Avec » Diane Arbus – Photographier les invisibles « , Aurélie Wilmet met en lumière la vie intime et le travail de cette femme qui, jusqu’à son dernier jour, aura transgressé les codes établis. Ce très beau roman graphique plonge le lecteur dans la construction parfois douloureuse de l’immense album photographique qu’une partie de la société américaine ne voulait pas voir.
Ce récit biographique suit un découpage chronologique marqué : date et lieu donnent la mesure des errances et des difficultés qu’a vécues l’artiste entre 1938 et 1971.
Toute la première partie de sa vie, Diane Arbus la vit dans une cruelle réalité. Embarquée dans un quotidien de femme mariée dès l’âge de 18 ans, la frustration et parfois l’ennui semblent dominer. Au lendemain de la Seconde Guerre mondiale, le jeune couple ouvre un studio de photos de mode à New-York, passe ses vacances sur l’île de Martha’s Vineyard.
Le temps passe, l’adultère s’installe et les amis fuient. La fragilité psychologique de Diane apparaît déjà. Toujours à la recherche de l’expression de son talent, c’est le travail qu’elle effectue dans New-York avec la photographe documentaire Lisette Model qui va permettre à Diane Arbus d’affirmer, enfin, sa personnalité.
» Je veux capturer le mal, l’interdit…« .
Les rues de New-York s’ouvrent à elle, les nuits, les bas-fonds où elle plonge seule avec son appareil à la recherche des invisibles, de l’étrangeté, des Freaks. Elle pénètre sous le chapiteau du cirque Barnum, rencontre les prostitués travestis qui rentrent au petit matin, les descentes de police.
En Californie, elle photographie une femme qui se considère comme la sœur de Jésus… Diane Arbus réussit à se faire ouvrir les portes des maisons et des institutions où vivent ceux que la société considère comme des monstres. Le succès semble au rendez-vous lorsque le Musée d’Art Moderne de New-York en 1967 lui offre l’exposition « New Documents« .

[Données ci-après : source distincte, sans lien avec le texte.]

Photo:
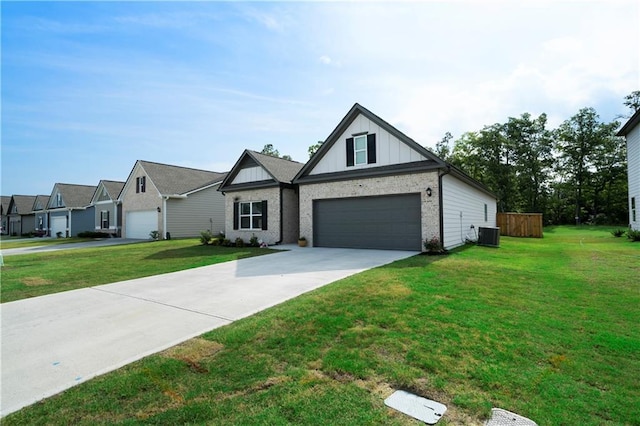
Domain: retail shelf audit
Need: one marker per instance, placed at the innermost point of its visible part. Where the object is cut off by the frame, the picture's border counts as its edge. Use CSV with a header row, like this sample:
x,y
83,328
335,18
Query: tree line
x,y
575,173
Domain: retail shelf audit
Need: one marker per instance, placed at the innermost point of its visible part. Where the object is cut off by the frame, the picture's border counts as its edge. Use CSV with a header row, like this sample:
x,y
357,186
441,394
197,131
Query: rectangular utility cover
x,y
416,406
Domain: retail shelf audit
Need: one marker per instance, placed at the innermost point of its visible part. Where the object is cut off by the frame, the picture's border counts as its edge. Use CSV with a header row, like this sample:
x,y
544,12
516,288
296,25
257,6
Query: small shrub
x,y
618,232
433,246
205,238
633,235
92,234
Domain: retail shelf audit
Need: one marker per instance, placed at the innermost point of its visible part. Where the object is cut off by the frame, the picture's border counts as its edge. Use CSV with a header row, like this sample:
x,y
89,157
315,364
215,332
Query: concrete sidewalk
x,y
54,342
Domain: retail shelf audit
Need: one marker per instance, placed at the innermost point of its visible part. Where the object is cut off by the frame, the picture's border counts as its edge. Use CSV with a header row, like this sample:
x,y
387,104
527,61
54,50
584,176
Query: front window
x,y
360,149
104,219
251,215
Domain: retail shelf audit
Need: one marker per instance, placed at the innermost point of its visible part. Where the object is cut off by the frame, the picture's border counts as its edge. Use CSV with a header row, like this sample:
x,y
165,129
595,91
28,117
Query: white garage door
x,y
139,224
58,224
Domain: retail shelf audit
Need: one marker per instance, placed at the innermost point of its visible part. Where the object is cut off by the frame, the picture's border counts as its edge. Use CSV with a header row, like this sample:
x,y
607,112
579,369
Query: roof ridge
x,y
179,167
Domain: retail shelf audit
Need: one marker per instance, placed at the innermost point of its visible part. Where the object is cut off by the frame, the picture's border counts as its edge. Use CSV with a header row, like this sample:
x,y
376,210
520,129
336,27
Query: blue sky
x,y
88,88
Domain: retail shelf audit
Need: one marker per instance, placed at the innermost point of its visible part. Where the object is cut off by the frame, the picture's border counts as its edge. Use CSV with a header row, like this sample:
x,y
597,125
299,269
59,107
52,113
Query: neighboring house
x,y
371,186
41,215
172,200
108,210
631,132
261,200
70,210
20,215
4,217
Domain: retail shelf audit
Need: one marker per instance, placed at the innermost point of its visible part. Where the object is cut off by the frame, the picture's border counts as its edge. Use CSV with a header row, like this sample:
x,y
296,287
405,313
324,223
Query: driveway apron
x,y
54,342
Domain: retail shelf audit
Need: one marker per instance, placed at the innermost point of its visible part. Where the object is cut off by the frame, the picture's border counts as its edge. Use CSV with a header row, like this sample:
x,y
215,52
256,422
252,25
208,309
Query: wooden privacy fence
x,y
520,224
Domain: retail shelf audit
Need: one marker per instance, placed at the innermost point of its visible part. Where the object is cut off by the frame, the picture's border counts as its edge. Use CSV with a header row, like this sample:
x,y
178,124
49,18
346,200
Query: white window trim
x,y
251,215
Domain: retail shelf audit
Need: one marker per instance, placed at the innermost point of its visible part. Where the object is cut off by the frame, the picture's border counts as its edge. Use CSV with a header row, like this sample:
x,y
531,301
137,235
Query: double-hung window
x,y
250,215
361,150
141,184
104,219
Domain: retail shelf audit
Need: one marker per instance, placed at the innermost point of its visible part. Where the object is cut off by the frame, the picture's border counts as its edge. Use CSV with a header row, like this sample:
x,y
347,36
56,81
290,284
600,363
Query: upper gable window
x,y
361,149
141,184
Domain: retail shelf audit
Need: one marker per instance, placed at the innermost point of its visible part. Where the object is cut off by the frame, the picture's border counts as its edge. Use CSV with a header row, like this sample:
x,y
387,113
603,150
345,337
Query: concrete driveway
x,y
54,342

Mais rien n’est une ligne droite dans la vie de la photographe. Une maladie chronique ronge sa santé et l’oblige parfois à renoncer, des projets avortent et les critiques sont partagés mais enfin Diane se fait un nom dans le monde de l’art.

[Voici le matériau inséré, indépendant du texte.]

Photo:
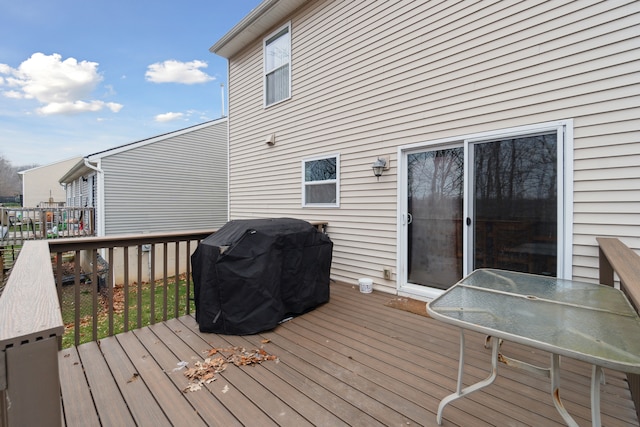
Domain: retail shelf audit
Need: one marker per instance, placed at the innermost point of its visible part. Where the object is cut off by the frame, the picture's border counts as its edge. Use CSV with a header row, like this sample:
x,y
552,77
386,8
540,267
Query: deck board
x,y
352,361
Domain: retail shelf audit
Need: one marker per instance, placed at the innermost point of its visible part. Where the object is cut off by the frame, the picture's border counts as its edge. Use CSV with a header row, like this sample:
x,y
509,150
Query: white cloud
x,y
77,107
62,86
167,117
172,71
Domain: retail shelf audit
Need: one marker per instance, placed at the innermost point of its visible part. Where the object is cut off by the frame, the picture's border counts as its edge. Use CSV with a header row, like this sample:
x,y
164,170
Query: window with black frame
x,y
321,181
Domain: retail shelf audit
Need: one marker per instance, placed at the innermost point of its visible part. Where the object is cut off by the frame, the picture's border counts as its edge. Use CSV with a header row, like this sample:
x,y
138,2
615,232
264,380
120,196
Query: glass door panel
x,y
515,204
435,195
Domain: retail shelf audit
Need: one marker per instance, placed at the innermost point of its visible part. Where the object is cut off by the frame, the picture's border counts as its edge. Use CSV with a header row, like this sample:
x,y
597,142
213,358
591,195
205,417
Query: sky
x,y
78,77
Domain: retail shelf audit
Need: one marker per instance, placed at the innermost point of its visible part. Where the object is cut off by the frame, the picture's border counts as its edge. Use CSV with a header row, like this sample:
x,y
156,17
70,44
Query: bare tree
x,y
10,180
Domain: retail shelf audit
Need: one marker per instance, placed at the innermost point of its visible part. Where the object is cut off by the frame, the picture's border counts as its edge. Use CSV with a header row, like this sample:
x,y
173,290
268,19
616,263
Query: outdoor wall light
x,y
378,166
270,139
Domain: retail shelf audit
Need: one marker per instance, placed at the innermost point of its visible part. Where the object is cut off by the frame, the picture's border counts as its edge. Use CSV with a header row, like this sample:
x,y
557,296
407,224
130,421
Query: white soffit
x,y
255,25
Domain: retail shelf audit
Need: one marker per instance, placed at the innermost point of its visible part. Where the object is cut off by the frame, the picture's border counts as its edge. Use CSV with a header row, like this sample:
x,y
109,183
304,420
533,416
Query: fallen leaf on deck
x,y
204,372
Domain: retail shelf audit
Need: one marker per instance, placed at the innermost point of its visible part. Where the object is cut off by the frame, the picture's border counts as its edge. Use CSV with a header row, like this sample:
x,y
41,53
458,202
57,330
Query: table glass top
x,y
586,321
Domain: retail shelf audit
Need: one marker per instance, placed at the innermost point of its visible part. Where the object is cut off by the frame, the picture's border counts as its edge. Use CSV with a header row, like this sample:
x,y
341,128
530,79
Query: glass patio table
x,y
584,321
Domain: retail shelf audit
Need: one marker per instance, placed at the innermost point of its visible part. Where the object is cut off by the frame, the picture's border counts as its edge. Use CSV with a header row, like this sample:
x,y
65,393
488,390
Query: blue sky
x,y
77,76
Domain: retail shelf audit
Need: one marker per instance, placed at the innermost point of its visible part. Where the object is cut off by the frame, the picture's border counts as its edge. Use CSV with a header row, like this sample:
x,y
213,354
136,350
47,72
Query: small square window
x,y
277,66
321,185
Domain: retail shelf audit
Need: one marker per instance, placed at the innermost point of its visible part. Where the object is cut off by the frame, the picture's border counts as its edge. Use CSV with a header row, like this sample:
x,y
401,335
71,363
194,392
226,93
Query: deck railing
x,y
108,285
617,259
20,224
30,329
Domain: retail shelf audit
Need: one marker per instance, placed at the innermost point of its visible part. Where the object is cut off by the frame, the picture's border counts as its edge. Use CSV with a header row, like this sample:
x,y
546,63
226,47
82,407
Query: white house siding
x,y
178,183
369,76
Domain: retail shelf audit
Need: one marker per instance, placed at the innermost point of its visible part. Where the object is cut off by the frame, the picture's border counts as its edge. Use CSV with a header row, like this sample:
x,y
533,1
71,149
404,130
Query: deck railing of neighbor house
x,y
617,259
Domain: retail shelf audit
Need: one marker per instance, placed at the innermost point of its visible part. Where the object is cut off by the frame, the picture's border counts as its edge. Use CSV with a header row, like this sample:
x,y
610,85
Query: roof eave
x,y
254,25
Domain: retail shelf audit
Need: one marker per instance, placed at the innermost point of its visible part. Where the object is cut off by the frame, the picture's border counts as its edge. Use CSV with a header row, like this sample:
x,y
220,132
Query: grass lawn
x,y
120,303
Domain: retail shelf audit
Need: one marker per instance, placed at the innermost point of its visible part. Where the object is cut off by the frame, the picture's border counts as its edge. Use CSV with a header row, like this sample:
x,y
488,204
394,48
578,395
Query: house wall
x,y
368,77
178,183
41,183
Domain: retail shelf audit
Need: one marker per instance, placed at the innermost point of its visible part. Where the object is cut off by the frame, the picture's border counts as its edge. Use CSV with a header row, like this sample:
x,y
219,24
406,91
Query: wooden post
x,y
30,327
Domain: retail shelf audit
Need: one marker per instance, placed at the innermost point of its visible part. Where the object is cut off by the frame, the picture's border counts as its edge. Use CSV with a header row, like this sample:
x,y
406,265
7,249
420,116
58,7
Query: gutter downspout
x,y
99,204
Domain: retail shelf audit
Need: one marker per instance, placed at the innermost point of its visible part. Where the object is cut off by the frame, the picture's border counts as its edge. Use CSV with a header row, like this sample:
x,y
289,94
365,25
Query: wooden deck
x,y
352,361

Pourtant, la dépression de l’artiste la ronge de plus en plus, aggravée par une vie personnelle qui s’effiloche, par l’argent qui manque toujours. Elle ressent la douleur de ceux qui sont réduits à l’invisibilité sociale : les sujets de ses photographies. Le 26 juillet 1971, Diane Arbus fait le choix de partir en laissant derrière elle une œuvre magistrale et tardivement reconnue.

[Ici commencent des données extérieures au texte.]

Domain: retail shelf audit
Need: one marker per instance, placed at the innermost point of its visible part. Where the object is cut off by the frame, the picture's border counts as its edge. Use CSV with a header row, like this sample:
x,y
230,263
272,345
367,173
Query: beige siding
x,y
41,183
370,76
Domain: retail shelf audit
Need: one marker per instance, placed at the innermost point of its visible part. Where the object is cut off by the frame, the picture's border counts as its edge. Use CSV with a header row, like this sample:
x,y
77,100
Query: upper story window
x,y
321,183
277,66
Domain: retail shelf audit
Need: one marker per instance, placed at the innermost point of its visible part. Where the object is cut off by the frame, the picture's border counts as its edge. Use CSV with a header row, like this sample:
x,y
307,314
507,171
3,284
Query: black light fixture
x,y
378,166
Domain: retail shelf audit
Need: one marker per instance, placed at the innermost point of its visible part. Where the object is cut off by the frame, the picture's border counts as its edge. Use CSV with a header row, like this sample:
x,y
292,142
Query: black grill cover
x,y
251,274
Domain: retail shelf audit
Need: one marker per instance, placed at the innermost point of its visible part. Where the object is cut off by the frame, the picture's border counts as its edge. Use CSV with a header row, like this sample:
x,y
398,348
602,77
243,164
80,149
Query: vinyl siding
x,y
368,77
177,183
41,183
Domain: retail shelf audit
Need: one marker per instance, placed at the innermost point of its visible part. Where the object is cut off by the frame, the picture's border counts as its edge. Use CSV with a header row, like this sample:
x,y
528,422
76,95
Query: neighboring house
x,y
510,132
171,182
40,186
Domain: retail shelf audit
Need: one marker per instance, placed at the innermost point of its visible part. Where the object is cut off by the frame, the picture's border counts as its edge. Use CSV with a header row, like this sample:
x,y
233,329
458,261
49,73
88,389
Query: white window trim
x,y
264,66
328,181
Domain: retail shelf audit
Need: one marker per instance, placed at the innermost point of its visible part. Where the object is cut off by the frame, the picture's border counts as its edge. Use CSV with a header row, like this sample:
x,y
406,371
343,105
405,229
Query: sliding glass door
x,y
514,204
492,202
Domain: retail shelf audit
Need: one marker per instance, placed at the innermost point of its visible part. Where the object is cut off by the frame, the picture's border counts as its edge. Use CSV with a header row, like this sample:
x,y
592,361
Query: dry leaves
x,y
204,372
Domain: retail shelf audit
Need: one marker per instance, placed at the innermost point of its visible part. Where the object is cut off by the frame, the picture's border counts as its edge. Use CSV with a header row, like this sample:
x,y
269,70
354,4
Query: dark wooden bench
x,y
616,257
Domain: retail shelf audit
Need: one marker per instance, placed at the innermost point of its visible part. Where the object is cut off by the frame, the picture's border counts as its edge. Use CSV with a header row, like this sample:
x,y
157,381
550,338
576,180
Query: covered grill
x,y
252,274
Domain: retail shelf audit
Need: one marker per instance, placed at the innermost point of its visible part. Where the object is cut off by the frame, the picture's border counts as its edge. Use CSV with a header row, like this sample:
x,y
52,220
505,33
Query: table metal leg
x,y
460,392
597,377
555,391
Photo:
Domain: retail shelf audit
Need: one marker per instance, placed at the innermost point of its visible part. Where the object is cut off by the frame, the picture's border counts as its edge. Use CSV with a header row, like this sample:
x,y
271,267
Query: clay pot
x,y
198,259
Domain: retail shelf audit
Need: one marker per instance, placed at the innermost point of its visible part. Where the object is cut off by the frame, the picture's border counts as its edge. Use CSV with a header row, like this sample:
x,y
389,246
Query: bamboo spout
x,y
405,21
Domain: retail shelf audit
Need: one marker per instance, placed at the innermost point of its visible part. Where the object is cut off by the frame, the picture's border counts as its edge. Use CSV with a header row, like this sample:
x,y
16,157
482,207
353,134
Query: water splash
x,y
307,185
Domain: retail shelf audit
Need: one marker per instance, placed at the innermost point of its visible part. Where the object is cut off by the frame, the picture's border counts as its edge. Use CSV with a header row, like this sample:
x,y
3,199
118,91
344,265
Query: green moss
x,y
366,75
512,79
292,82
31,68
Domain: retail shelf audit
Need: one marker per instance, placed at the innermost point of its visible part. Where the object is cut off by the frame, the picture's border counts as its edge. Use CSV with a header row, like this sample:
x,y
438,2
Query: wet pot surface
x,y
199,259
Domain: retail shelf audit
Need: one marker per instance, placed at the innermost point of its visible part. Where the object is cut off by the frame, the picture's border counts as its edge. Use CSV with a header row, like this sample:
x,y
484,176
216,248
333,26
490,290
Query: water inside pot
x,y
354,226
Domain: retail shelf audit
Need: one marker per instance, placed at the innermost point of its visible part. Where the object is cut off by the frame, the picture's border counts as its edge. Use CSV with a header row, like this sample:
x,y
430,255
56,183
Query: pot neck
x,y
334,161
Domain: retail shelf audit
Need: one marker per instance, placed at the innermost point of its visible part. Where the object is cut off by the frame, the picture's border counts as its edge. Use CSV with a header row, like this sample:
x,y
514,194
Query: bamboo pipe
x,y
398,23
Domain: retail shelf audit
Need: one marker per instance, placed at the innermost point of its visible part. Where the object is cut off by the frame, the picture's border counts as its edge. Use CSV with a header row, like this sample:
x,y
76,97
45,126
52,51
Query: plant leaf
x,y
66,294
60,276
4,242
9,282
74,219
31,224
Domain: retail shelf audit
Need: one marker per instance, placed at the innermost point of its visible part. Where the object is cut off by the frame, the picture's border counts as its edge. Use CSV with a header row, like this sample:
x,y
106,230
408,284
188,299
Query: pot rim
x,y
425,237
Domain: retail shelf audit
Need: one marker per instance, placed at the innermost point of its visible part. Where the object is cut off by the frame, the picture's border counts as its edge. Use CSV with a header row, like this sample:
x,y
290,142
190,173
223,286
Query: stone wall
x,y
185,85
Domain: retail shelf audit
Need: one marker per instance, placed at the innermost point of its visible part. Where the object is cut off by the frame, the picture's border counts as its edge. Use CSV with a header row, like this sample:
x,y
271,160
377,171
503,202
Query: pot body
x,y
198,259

Parcourir le travail que Diane Arbus a laissé, c’est regarder une autre Amérique bien loin de celle de la prospérité et de l’American Dream. C’est l’humanité de la photographe qui transparaît dans chacun des clichés qu’elle réalise au cours de sa carrière. Le regard qu’elle pose sur tous ces individus est empli d’une bienveillance que nul n’a alors. Aurélie Wilmet donne chair à celle qui ne doit pas être invisible.